Today's stories that matter
Inflation stayed steady, keeping September rate cuts likely. The US tightened chip rules, AI hardware showed cracks, mortgage rates dipped, and duty-free imports ended.

📊 PCE shows warm-but-not-hot inflation; September cut odds stay high
July PCE rose 0.2% m/m (2.6% y/y) and core PCE rose 0.3% m/m (2.9% y/y). Spending stayed firm even with tariff-linked price bumps. Futures still price a high chance of a 25 bps cut next month.
Rates are the market’s gravity. In-line inflation supports a gentle easing cycle rather than an abrupt pivot.

🇨🇳 US tightens China chip rules: waivers for Samsung, SK Hynix, Intel set to end
Within 120 days, Samsung, SK Hynix, and Intel will need case-by-case licenses to use US gear in China. The change pressures US toolmakers (Applied, Lam, KLA), could nudge demand toward Chinese vendors, and may benefit Micron at the margin.
It sharpens a chokepoint in US–China tech rivalry, adding policy risk to semi-cap earnings and shaping where the next dollar of AI/data-center capacity lands.

🤖 AI hardware wobble: Marvell & Dell guidance cools the “picks-and-shovels” trade
Marvell slumped after weak Q3 revenue outlook and flat data-center guide; Dell traded lower despite solid prints. The cautious tone pressured AI hardware sentiment after Nvidia’s blockbuster results.
The AI boom is real—but capex cycles zig-zag. Expect leadership to broaden as investors recheck assumptions on unit growth, supply chains, and margins.

🏠 Mortgage rates dip to 10-month low, but buyers still hesitant
The 30-year fixed average fell to 6.56% per Freddie Mac, lowest since Oct 2024. Yet affordability and labor worries keep buyers cautious, and sales remain sluggish.
Slightly cheaper loans help, but total monthly payment vs. income is the real cap. Until rates drop more—or prices adjust—transactions and related spending stay muted.

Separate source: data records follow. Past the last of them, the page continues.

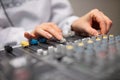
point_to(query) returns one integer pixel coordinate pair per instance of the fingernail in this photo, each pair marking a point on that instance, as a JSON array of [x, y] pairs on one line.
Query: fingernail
[[60, 37], [49, 36]]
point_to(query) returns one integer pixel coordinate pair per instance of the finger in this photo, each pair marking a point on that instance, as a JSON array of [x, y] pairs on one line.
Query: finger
[[108, 22], [91, 31], [99, 18], [29, 36], [55, 33], [44, 33]]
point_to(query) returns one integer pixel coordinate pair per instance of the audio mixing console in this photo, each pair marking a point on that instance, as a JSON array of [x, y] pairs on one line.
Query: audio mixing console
[[75, 58]]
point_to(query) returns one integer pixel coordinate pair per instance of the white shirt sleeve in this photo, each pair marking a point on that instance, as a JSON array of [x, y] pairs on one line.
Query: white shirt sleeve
[[62, 14]]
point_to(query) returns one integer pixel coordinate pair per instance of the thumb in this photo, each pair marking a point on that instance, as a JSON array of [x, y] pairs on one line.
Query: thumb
[[91, 31]]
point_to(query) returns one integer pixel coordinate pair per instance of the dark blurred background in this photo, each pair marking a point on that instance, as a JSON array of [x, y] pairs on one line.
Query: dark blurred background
[[111, 8]]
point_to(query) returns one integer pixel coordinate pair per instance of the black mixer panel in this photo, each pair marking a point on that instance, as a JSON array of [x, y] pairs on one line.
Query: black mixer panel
[[75, 58]]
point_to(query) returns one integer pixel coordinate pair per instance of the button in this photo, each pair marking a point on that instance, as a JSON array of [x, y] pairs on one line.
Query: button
[[24, 43], [42, 40], [33, 42], [8, 48], [67, 60]]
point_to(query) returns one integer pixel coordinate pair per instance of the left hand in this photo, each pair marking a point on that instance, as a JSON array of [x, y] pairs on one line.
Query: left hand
[[91, 22]]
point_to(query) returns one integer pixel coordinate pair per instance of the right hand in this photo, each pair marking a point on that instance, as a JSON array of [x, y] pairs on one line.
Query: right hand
[[47, 30]]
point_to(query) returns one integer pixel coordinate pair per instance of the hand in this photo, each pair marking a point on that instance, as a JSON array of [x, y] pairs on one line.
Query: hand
[[47, 30], [91, 22]]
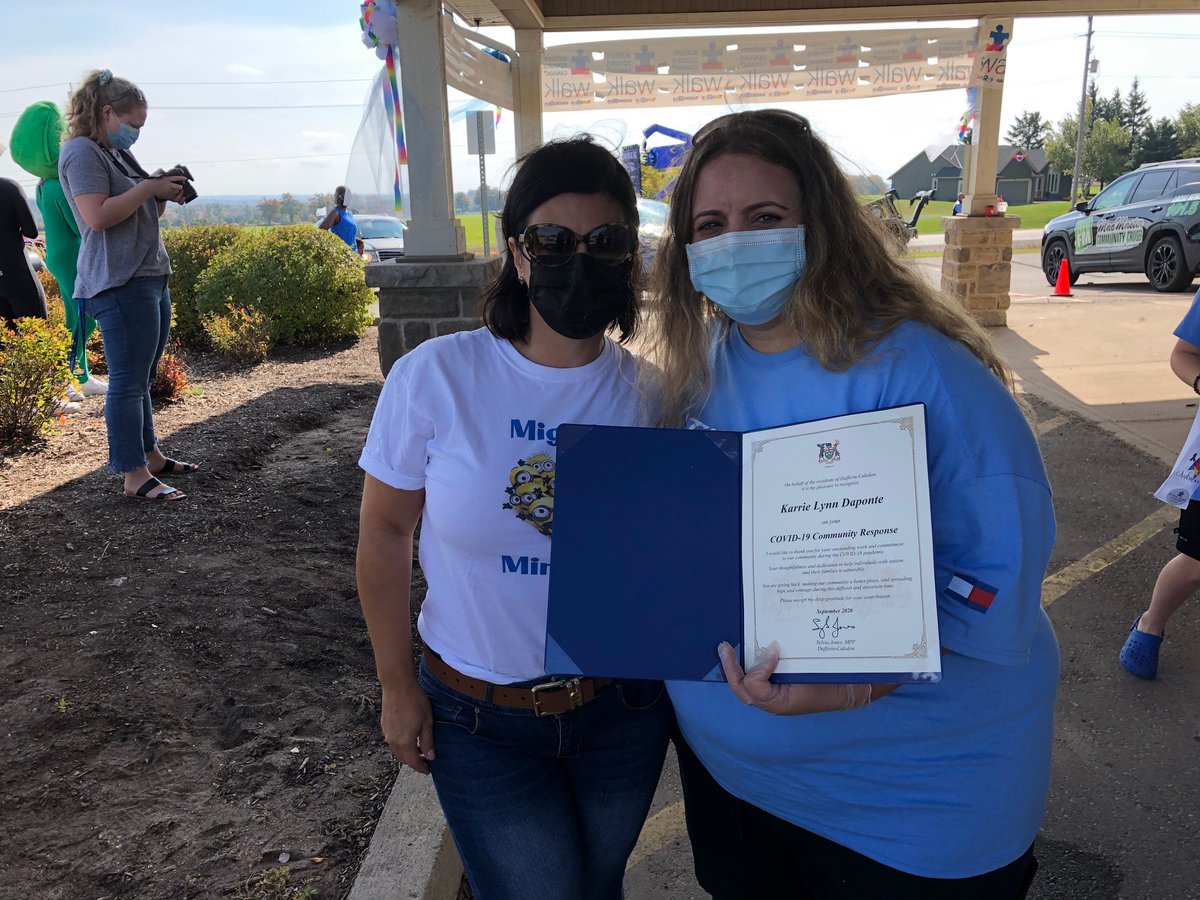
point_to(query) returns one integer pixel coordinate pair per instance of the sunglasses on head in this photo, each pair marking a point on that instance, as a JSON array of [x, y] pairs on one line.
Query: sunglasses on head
[[138, 97], [555, 245]]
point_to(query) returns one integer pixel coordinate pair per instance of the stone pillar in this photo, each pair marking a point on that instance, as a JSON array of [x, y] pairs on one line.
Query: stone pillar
[[419, 300], [432, 227], [527, 90], [977, 264]]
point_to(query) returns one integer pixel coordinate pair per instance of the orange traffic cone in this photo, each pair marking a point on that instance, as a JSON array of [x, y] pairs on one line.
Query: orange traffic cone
[[1062, 288]]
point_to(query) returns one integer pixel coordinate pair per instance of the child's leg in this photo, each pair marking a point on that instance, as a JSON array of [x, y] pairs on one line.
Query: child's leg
[[1179, 580]]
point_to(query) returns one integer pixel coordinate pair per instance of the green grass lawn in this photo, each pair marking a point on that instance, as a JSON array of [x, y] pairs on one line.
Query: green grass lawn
[[1033, 215], [473, 223]]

📦 US ends the $800 “de minimis” duty-free import rule today
As of today, low-value packages no longer enter duty-free; standard duties or a temporary flat-fee option now apply. Expect more friction for cross-border e-commerce and possible price bumps as logistics adjust.
Margins and inventory turns for online retail may wobble near-term, while US producers gain a modest tailwind.